It is a pleasure to see you in the Chair, Dr McCrea.

I will endeavour to respond to the points made by my hon. Friend Philip Davies in order, if I possibly can. I am delighted that he has taken the trouble to air this important and potentially tremendously troubling issue in Parliament. It is a topic that does not get enough balanced and careful debate, and I therefore pay tribute to him for raising it. Some of the issues surrounding the problem deserve a fuller and more careful exploration and I welcome his initiative in seeking to do so.

I also welcome my hon. Friend’s opening comments. He is absolutely right to say that, for the vast majority of people, gambling is fine if it is done carefully and in moderation. In many cases, gambling causes no problems and is a source of innocent fun and enjoyment. It is the same as enjoying an occasional glass of wine or pint of beer—it causes no problem for anybody. He also rightly went on to say that, sadly, that is not the case for a small but real minority of people. I am sure that everybody here regrets and is concerned about the current figure of 0.9% of people who gamble turning into problem gamblers. In focusing on those unfortunate people and what we can do for them, however, we should not lose sight of the fact that, for the vast majority of people who participate in gambling, it is a harmless and enjoyable source of fun. He is absolutely right to put the matter in context and to lay out that framework before we get into the detail.

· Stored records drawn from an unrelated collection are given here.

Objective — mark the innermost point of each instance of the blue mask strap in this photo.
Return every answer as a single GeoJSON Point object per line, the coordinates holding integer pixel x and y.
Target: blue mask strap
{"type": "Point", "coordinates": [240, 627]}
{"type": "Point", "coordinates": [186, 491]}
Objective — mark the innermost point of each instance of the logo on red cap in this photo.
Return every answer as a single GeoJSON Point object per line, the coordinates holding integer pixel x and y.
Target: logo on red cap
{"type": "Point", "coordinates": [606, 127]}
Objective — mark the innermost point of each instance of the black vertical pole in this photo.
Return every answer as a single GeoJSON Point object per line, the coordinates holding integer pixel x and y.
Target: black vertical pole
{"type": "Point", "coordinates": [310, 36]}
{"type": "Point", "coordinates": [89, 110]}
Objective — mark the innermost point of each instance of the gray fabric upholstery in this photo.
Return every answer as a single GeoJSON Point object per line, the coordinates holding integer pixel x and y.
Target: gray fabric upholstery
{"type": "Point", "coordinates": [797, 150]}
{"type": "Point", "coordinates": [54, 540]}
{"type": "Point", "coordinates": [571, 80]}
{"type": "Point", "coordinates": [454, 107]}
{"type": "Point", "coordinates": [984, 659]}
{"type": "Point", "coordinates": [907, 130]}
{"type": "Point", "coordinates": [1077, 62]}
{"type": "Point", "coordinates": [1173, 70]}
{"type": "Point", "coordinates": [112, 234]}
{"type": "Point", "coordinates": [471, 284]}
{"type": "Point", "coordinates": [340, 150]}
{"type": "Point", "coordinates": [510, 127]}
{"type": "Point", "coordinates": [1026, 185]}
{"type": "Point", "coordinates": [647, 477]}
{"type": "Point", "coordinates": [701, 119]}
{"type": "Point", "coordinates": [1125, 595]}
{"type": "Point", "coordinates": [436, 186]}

I must confess that I was a little concerned when my hon. Friend started to make the point that he is not sure whether gambling companies should be funding research and help for problem gambling. He then moderated his point a bit and said that it is entirely reasonable—he gave the example of the Portman Group in the drinks industry and in doing so seemed to accept the principle—for companies involved in these kinds of industries to contribute something. His point is not that it is wrong in principle; rather he is arguing about the level of contribution. It is important we accept that principle and that all hon. Members agree that companies involved in such an industry, whether we are talking about alcohol or gambling, accept that they have a broader social duty to act and behave responsibly towards the small minority of people whom their products potentially harm.